Pelo caminho, teve tempo para estrear um programa de rádio na Oxigénio, chamado Usa e Abusa de Mariama com K. [Pausa para esclarecimento: o nome é uma brincadeira da amiga Milanka, que sempre se apresentou com a frase “Milanka com K”] “Foram sete anos a falar sobre moda, com notas que tirava de revistas, diferentes temas que levava.
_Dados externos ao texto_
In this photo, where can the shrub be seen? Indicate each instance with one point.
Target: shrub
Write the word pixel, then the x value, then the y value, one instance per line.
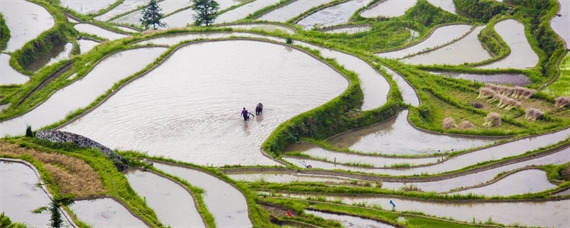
pixel 448 123
pixel 533 114
pixel 561 102
pixel 493 119
pixel 466 124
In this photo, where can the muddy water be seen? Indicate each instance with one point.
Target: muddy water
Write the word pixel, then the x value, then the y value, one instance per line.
pixel 124 7
pixel 334 15
pixel 522 56
pixel 20 195
pixel 503 79
pixel 349 221
pixel 548 213
pixel 560 23
pixel 86 6
pixel 204 104
pixel 438 37
pixel 526 181
pixel 386 138
pixel 98 31
pixel 166 6
pixel 374 86
pixel 289 11
pixel 284 178
pixel 343 158
pixel 9 75
pixel 408 92
pixel 243 11
pixel 86 45
pixel 265 27
pixel 350 30
pixel 105 212
pixel 466 50
pixel 25 20
pixel 82 92
pixel 457 162
pixel 161 194
pixel 388 8
pixel 226 203
pixel 58 53
pixel 482 177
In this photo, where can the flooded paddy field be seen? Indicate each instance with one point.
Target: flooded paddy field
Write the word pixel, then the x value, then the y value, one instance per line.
pixel 160 193
pixel 186 109
pixel 439 36
pixel 105 212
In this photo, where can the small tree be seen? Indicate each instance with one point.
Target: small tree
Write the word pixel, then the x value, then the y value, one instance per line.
pixel 152 16
pixel 205 11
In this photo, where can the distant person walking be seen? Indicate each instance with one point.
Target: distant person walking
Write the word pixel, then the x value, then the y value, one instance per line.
pixel 258 109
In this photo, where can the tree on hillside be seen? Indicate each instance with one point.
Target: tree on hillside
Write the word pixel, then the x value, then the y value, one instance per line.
pixel 152 16
pixel 205 11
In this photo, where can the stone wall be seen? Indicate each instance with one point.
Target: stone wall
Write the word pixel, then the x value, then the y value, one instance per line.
pixel 81 141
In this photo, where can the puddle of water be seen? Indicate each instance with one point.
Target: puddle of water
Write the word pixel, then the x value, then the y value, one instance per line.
pixel 243 11
pixel 482 177
pixel 20 195
pixel 349 221
pixel 58 53
pixel 105 212
pixel 98 31
pixel 438 37
pixel 376 161
pixel 85 45
pixel 522 56
pixel 467 50
pixel 408 92
pixel 289 11
pixel 264 27
pixel 161 194
pixel 81 93
pixel 374 86
pixel 503 79
pixel 166 6
pixel 560 23
pixel 388 8
pixel 334 15
pixel 9 75
pixel 283 178
pixel 86 6
pixel 25 20
pixel 457 162
pixel 526 181
pixel 548 213
pixel 226 203
pixel 179 108
pixel 349 30
pixel 386 138
pixel 124 7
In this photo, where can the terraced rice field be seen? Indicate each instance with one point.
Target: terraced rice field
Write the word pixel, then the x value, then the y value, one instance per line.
pixel 427 113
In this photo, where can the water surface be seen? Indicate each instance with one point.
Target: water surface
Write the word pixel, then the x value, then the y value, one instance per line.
pixel 349 221
pixel 8 74
pixel 388 8
pixel 26 21
pixel 105 212
pixel 161 194
pixel 194 97
pixel 522 56
pixel 466 50
pixel 224 201
pixel 440 36
pixel 289 11
pixel 334 15
pixel 84 91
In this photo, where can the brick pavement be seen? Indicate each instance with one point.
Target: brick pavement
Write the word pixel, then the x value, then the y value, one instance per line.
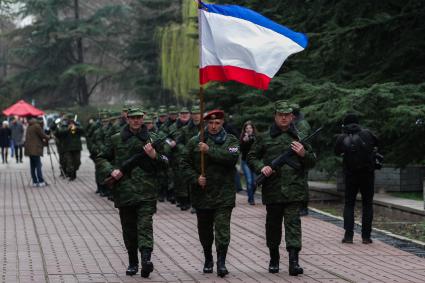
pixel 66 233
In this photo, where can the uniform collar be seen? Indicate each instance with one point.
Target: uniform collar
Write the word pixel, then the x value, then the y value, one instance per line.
pixel 142 135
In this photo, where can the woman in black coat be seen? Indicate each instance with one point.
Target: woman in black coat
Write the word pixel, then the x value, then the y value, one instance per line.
pixel 5 134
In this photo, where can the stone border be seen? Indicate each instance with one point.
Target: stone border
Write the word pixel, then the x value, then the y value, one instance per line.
pixel 405 244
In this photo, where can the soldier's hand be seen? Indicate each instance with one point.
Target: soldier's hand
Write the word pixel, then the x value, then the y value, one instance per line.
pixel 267 171
pixel 173 144
pixel 150 150
pixel 202 181
pixel 203 147
pixel 116 174
pixel 298 148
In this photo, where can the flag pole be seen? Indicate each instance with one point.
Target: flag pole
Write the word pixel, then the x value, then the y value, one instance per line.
pixel 202 125
pixel 201 93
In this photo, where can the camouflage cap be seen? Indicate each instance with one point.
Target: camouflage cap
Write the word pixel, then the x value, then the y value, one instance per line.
pixel 214 114
pixel 172 109
pixel 70 116
pixel 184 109
pixel 148 118
pixel 162 111
pixel 295 107
pixel 135 111
pixel 282 106
pixel 196 109
pixel 125 108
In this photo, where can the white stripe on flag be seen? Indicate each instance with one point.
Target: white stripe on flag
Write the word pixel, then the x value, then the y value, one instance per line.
pixel 230 41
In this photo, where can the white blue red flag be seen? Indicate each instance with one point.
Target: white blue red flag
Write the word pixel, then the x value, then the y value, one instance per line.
pixel 238 44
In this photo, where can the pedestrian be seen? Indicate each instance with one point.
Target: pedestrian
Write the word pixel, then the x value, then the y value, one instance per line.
pixel 17 130
pixel 357 147
pixel 134 194
pixel 5 135
pixel 213 194
pixel 35 140
pixel 283 191
pixel 70 134
pixel 246 140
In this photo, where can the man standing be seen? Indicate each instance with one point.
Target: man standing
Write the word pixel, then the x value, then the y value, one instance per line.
pixel 70 135
pixel 174 150
pixel 304 130
pixel 35 140
pixel 213 194
pixel 357 146
pixel 284 190
pixel 17 137
pixel 135 194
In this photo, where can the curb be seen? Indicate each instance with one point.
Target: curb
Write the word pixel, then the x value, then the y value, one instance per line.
pixel 405 244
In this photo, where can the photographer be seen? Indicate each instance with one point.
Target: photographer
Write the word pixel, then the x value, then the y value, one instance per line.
pixel 357 146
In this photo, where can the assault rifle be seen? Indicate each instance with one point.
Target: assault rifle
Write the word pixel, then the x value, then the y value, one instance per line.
pixel 285 158
pixel 134 161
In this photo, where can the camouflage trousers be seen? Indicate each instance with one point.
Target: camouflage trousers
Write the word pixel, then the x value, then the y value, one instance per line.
pixel 289 213
pixel 137 226
pixel 181 188
pixel 72 161
pixel 218 220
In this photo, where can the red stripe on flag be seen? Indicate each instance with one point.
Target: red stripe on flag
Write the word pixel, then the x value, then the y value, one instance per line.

Gostava de voltar, hoje em dia tenho mais estaleca.” Em 2007, fez nascer o blogue Mariamacomk, onde até hoje posta com regularidade sobre uma infinidade de assuntos que conhece bem, sobretudo sugestões de peças de roupa e acessórios, alicerçado num lema que usou também como título de um livro publicado pela Esfera dos Livros em 2017: Só é Feio Quem Quer.
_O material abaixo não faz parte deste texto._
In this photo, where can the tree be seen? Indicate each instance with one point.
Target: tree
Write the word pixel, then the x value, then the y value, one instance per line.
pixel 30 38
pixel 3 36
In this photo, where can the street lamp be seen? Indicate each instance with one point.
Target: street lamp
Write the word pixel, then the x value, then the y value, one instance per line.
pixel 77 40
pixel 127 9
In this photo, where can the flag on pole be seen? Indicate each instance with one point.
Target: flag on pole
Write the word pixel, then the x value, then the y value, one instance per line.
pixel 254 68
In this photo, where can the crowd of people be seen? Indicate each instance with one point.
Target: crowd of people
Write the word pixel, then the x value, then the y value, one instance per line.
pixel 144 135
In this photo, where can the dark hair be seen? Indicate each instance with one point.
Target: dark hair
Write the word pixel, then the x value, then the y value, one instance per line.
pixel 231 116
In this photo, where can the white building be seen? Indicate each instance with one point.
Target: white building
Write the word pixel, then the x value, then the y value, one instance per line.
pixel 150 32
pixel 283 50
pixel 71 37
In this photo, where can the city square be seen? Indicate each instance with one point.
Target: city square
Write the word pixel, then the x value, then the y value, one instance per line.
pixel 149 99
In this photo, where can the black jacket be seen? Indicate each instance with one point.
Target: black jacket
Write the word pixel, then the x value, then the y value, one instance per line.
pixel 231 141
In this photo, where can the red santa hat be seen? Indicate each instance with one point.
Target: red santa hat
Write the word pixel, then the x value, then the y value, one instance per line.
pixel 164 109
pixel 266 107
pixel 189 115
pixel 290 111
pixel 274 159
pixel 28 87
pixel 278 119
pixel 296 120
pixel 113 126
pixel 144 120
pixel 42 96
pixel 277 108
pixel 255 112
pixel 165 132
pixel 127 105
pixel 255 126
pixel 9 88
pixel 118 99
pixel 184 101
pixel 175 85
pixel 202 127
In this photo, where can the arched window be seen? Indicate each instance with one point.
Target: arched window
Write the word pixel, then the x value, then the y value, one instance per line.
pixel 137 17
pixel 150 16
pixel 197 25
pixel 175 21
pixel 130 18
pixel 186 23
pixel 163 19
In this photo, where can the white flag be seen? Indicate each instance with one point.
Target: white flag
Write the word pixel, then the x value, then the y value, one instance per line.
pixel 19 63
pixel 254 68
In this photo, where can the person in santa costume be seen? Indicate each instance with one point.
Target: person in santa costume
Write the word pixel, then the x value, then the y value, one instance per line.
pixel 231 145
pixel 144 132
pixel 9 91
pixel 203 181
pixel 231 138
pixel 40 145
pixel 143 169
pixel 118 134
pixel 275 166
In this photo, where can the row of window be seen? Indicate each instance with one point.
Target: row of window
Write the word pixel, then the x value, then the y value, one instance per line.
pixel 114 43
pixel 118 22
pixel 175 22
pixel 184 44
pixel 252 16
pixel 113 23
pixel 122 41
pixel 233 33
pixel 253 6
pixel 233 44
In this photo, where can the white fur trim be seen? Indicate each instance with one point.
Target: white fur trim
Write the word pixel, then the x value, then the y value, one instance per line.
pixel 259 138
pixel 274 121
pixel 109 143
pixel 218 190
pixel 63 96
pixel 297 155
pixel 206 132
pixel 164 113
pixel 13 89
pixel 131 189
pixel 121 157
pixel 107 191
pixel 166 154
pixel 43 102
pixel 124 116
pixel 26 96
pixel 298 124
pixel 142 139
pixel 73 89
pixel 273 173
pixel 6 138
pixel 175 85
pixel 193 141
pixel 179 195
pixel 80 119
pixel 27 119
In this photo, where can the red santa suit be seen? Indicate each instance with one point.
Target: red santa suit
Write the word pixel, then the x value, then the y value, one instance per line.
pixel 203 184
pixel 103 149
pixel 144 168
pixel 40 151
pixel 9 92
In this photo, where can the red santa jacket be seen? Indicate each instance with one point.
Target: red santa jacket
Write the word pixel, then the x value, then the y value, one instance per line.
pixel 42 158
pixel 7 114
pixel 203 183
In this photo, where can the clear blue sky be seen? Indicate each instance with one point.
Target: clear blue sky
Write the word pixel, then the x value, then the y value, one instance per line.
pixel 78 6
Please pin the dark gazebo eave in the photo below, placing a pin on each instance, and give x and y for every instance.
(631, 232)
Foi através do blogue, atualmente com extensão às redes sociais – “eu, influencer? Não sei. Sempre houve comunicação com pessoas na rádio, no blogue, mas talvez agora haja mais visibilidade” –, que o público começou a familiarizar-se com expressões que a própria cunhou (conheça o significado de termos curiosos como “fechê” ou “chupa limon” na página 20) e que se tornaram uma espécie de imagem de marca. Usa-as enquanto conversa com a PRIMA, na escrita e, claro, no programa Tesouras e Tesouros, que apresenta desde 2016 na SIC Caras.

Foi um convite do Daniel Oliveira, diretor de programas da SIC, e Mariama, que já participava esporadicamente em momentos de comentário televisivo, aceitou-o. “É o meu primeiro programa sozinha”, conta. Gravado semanalmente e transmitido aos sábados, faz comentário a looks de famosos, onde, na companhia de convidados, vai dando tesouradas (negativas) ou coroando (positivas) a um desfile de imagens escolhidas pela produtora, Ana Ramalhete. “É sempre concentrado na roupa, nunca na pessoa. Costumo dizer que enquanto houver pessoas mal vestidas, vai haver programa.”

O meu cabelo não é para qualquer um

Através das próprias escolhas de peças que veste no programa, sempre decididas com o amigo e colega de agência Paulo Subtil, costuma convidar novos stylists e jovens criadores para a vestirem. “Tanto posso vestir uma marca generalista como um estilista famoso, como sangue novo ou um stylist que está a começar. Nesses casos, acabo por promover o trabalho deles. Faço isso com muito amor, sem pensar.”

Dos tempos de backstage da ModaLisboa passou para as relações públicas, meio em que trata especificamente dos convidados dos criadores. “São fornecedores, clientes, família e amigos mais chegados. É uma das prioridades de quem apresenta a coleção. As coisas mudaram bastante. Antigamente ias ver um desfile de moda e levavas a roupa do estilista. Agora já não é assim, mas tem de haver um cuidado com quem contribui para o sucesso da pessoa. Apesar de eu tratar todos por igual”, sublinha.

Receber pessoas, falar com elas, sejam amigos, seja uma conversa casual com transeuntes, parece ser um papel que lhe encaixa que nem uma luva. “Durante algum tempo fui portuguesa, de ir ao pão e não falar com ninguém. Mas África trouxe-me esse presente: a alegria. Voltei para a Guiné uma mulher europeia e vim de lá com uma mistura de personalidade.” Por isso, costuma dizer ao filho: “Não sou rica. As únicas coisas que te posso deixar são carácter, educação e personalidade.” Verdade.

Texto publicado em julho de 2019, na PRIMA 5.